Right now, I'm taking a break from recording. Yes, Matthew Clark is here with his traveling recording equipment ("Where did you record?" - "Suitcase Studio," I reply.) It can be quite exhausting to record, and though I've been looking forward to it for quite some time, in some ways I'm looking forward to it being completed. I don't dislike recording altogether, but I don't love the way it has you look at your music, with a painfully critical ear, making you nervous and overly conscious over every single note that escapes your mouth. I miss more guitar chords and squeak out more off-notes than usual. Yes, I prefer house concerts and living room praise choruses and shower-singing.
Yet, I've also discovered something else today, that recording is like a spiritual discipline.
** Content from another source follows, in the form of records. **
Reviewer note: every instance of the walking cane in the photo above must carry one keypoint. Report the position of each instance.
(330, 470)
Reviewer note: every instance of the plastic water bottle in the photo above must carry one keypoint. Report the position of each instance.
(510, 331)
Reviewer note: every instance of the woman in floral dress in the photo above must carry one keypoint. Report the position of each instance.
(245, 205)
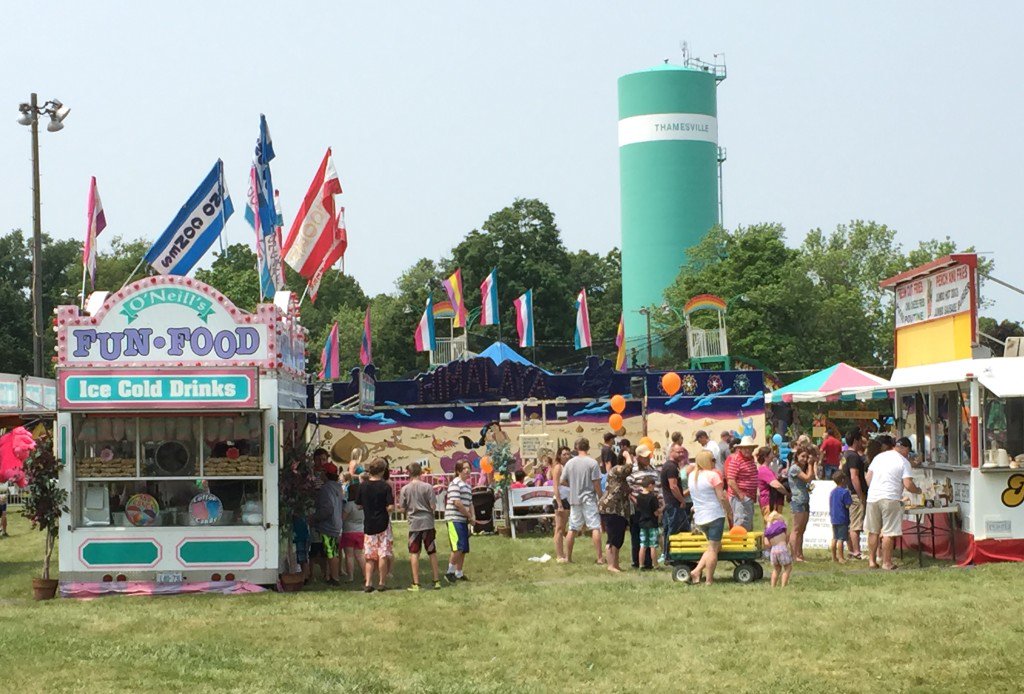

Not in the sense that you are doing it all the time, but in the sense that sometimes you don't want to; it is hard, and it is necessary. Matthew said today that when we write songs and play them live, they are developing... changing and forming into their best form. Then, we are ready to record them, to make them solid and complete. They've been tried and tested, and so we need to do "finish" them (though they live on and on and we continue to play them over and over and over...) This helps us even move on in writing more, to change and grow, to see new experiences through the lense of song-writing. I can often feel an experience even more fully by putting it into a song, singing it over and over makes it even more real to me.
I am resting right now, as Jeff is in there putting drum tracks over my vocals and guitar. Matthew will go home and add some bass, some harmony vocals, etc.
Together, we'll make this music complete. What's best about recording is the togetherness of it all. I need Matthew; I need Jeff. We do this together.